On Saturday, June 30th 2012, contemporary ballet choreographer and innovator William Forsythe will receive the prestigious Samuel H. Scripps/American Dance Festival Award for Life Achievement in Modern Dance. The award will be presented by one of his former company dancers, Jill Johnson before Hubbard Street Dance Chicago’s performance at the Durham Performance Arts Center in Durham, North Carolina, which will include Quintett, a piece created by Forsythe in 1993. Past recipients of this award have included Martha Graham, Merce Cunningham, Paul Taylor, Alwin Nikolais, Katherine Dunham, Alvin Ailey, Anna Sokolow, Twyla Tharp –and the list goes on.
Choreographer and designer William Forsythe’s 35 year career is noted for the huge advances he has made in classical ballet, deconstructing the form to create an expanded corporal vocabulary that is still recognizable as ballet. His consistent emphasis on collaboration, improvisation, and deviation from the strict confines of regimented classical protocol has brought him comparisons with George Balanchine who did the same with 19th century ballet technique, breaking structure to turn it almost literally on its head.
Though he was born in Manhasset, Long Island, most of Forsythe’s career has taken place in Germany. After studying in the States with the Joffrey Ballet and School of American Ballet, he was invited by John Cranko to join the Stuttgart Ballet. He created his first ballet for the company in 1976 as a part of their young choreographer’s showcase and soon after was named Resident Choreographer. He went on to direct Ballet Frankfort from 1984 to 2004 and is currently the director of The Forsythe Company, which he founded in 2005 and maintains through subsidies from the cities of Dresden and Frankfurt am Main as well as private sponsors.
Forsythe’s work has been performed by many companies, including Russia’s Kirov and Bolshoi Ballet companies, NYC Ballet, San Francisco Ballet, the National Ballet of Canada, the Royal Ballet, Paris Opera Ballet, The Joffrey, and many more. His collaborations with many artists including the composer Thom Willens who has created much of the music for his ballets, costumer designers such as Issey Miyake, and often his own set and lighting designs lend an added depth and dimension to his already sophisticated choreographic vision.
In addition to his choreographic gift, Forsythe has also created numerous installations, some of which have been shown at the Louvre, the Venice Biennale, Creative Time in NY, and Artangel in London. His short film, Solo, was shown at the 1997 Whitney Biennale.

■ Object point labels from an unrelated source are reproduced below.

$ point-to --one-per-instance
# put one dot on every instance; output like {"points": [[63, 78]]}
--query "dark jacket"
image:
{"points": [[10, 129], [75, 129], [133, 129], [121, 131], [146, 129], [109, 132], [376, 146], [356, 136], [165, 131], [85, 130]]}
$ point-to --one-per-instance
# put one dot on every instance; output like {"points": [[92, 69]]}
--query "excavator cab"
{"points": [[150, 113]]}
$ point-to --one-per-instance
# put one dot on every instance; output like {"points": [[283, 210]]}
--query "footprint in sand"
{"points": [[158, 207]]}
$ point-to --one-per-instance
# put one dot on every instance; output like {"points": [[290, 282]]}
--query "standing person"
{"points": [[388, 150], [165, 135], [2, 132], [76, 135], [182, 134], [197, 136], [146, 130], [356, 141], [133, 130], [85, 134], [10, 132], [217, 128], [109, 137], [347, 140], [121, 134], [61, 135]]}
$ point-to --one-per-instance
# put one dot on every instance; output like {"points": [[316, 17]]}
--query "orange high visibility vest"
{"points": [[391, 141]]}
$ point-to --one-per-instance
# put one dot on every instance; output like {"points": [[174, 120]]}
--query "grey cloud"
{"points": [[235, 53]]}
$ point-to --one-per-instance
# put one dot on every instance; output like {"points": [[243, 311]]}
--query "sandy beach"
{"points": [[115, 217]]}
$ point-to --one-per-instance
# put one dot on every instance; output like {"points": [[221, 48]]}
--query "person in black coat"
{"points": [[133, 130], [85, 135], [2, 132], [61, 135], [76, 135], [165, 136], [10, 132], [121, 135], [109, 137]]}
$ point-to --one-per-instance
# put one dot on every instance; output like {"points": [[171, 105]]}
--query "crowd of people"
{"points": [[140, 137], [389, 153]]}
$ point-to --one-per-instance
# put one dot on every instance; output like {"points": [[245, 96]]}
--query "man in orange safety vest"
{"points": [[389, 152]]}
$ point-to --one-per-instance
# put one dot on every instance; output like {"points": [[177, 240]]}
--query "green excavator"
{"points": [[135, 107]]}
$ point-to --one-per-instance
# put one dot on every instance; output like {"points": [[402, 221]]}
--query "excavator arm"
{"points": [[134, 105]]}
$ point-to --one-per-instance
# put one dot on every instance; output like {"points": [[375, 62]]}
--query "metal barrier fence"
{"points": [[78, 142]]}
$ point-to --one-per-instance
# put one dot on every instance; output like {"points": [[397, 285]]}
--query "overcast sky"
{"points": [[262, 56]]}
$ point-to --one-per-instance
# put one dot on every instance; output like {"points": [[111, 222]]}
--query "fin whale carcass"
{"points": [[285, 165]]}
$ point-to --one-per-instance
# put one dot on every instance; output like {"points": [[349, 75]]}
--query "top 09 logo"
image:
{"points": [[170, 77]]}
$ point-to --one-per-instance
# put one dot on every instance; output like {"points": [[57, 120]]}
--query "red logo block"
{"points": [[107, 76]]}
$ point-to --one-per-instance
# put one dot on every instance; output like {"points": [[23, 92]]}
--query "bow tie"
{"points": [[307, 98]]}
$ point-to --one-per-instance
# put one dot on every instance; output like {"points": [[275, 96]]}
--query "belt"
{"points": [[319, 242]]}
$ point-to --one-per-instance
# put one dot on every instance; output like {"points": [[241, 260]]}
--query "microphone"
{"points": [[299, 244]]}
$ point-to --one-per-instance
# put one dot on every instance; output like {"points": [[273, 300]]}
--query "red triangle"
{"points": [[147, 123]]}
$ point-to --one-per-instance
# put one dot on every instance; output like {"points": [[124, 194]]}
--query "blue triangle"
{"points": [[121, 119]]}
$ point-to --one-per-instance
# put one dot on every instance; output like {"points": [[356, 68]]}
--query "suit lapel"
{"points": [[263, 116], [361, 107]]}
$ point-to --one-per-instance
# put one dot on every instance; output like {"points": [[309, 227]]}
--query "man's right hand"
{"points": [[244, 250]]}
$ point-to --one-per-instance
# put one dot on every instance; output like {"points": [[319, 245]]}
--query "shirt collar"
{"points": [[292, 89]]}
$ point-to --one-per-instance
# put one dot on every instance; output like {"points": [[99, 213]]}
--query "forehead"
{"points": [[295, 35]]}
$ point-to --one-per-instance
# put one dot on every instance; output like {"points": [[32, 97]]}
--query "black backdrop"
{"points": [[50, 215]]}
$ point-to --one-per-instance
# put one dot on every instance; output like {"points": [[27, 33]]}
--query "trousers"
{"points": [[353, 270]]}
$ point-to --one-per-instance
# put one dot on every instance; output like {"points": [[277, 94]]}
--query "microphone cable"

Original, challenging, beautiful, and always recognizable for its particular choreographic stamp, Forsythe’s work can be intriguing, mysterious, spectral, and scandalous. As one of the great choreographers of our time, Forsythe is often imitated, but never duplicated and rarely surpassed. That he is being honored by the Scripps/ADF Life Achievement Award is a just acknowledgement for an enormous contribution towards the evolution of the art form.